# Car heater power?



## dimitri (May 16, 2008)

I think it should be fine, but more importantly it depends on duty cycle, i.e. how often will elements be turned on and how long will they stay on. Are you planning manual control or thermostat based control or both?

If using thermostats, pay attention to AC vs DC ratings and use appropriate relays to avoid welding thermostat with DC current.


----------



## Woodsmith (Jun 5, 2008)

I will aim at thermostatic control but I will need to think about where to install it/them. Thanks for the tip on using relays, I had read about that already hence a little nervousness on anything else that may differ due to using dc.

I am also looking at ensuring that the fan and the heating is linked so that I can't have heating without the fan running and can't have higher power heating without the fan being on a higher setting.

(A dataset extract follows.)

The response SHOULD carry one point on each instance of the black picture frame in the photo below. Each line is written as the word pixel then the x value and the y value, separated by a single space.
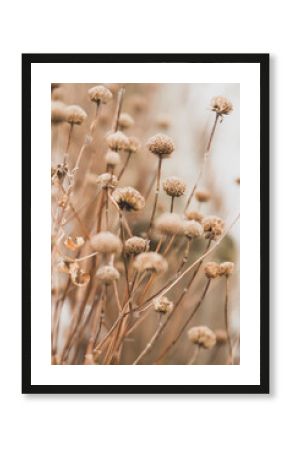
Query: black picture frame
pixel 263 61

The elements have a thermal cut out, I will try and isolate them to operate on the supply relays.


----------



## dimitri (May 16, 2008)

I would use one appropriately rated DC relay to control the power circuit from the main contactor to the heaters. Then any control elements such as thermostat, fan switch, manual switch, etc. can be connected in series to control the relay, using 12v low current circuit. When any one of those controls open the circuit, heater is off.


----------



## Woodsmith (Jun 5, 2008)

That sounds like a good and simple way to wire it.
Thanks.


----------



## tomofreno (Mar 3, 2009)

I recently installed an electric heater in place of the original heater core. I used a heater relay kit from KTA. It has 12V coil, and connects the main pack to the heater through 20A fuses. I replaced the fuse holders in the kit with in-line 20A ones as the kit ones looked more like 10A. Like you I wanted the fan on if the heater was on so I pulled 12V from the heater blower motor to another switch in series to turn the heater on/off. I have no thermostat.

Tom


----------